Work in computational linguistics has reached the point where the performance of many natural language processing systems is limited by a lexical bottleneck. That is, such systems could handle much more text and produce much more impressive application results were it not for the fact that their lexicons are too small.
The Association for Computational Linguistics proposed that a Consortium for Lexical Research (CLR) be established, with funding from ARPA. The CLR was set up in July of 1991 and situated at the Computing Research Laboratory, New Mexico State University, Las Cruces, New Mexico, USA.
Any individual or organization wishing to make initial contact with the CLR and review its procedures, holdings, agreements etc. should send email to the address above (or write to the mailing address or fax).
The objective of the Consortium for Lexical Research is to act as a clearing house, in the US and internationally, for lexical data and software. It shares lexical data and tools used to perform research on machine-readable dictionaries and lexicons, as well as communicating the results of that research, thus accelerating the scale and speed of the development of natural language understanding programs via standard lexicons and software.

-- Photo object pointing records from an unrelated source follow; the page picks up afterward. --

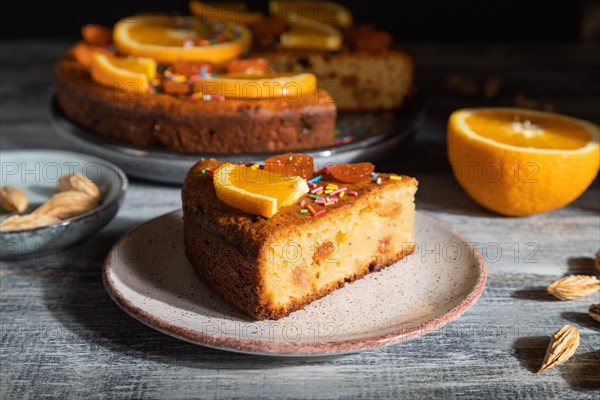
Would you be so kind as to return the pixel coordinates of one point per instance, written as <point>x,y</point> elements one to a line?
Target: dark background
<point>473,20</point>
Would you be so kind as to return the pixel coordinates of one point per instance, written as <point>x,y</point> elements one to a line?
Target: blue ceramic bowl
<point>36,172</point>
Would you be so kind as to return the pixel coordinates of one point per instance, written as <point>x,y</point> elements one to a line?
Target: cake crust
<point>227,247</point>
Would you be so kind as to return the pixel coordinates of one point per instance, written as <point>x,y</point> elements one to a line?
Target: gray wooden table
<point>63,337</point>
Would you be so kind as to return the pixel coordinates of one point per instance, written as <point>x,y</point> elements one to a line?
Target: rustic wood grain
<point>62,337</point>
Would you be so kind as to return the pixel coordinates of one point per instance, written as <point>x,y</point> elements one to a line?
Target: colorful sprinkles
<point>315,179</point>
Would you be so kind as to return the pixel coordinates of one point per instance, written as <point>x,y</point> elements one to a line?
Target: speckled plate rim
<point>62,223</point>
<point>330,348</point>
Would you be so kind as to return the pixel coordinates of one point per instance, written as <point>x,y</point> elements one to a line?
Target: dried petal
<point>67,204</point>
<point>13,199</point>
<point>574,287</point>
<point>79,183</point>
<point>562,346</point>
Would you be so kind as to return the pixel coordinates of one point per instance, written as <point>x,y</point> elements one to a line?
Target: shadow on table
<point>582,319</point>
<point>530,351</point>
<point>580,371</point>
<point>535,293</point>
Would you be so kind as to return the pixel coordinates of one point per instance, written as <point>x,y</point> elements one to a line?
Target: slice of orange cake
<point>271,239</point>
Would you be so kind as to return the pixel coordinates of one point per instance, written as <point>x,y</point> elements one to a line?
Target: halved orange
<point>232,13</point>
<point>166,38</point>
<point>264,86</point>
<point>323,11</point>
<point>308,34</point>
<point>519,162</point>
<point>255,190</point>
<point>131,74</point>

A basic premise of the proposal for cooperation on lexical research is that the research must be precompetitive. That is, the CLR does not have as its goal the creation of commercial products. The goal of precompetitive research is to augment understanding of what lexicons contain and, specifically, to build computational lexicons having those contents. Members of the Consortium contribute to a repository and withdraw resources from it in order to perform their research. There is no requirement that withdrawals be compensated by contributions in kind. Members are charged an annual fee to help support the cost of running the CLR.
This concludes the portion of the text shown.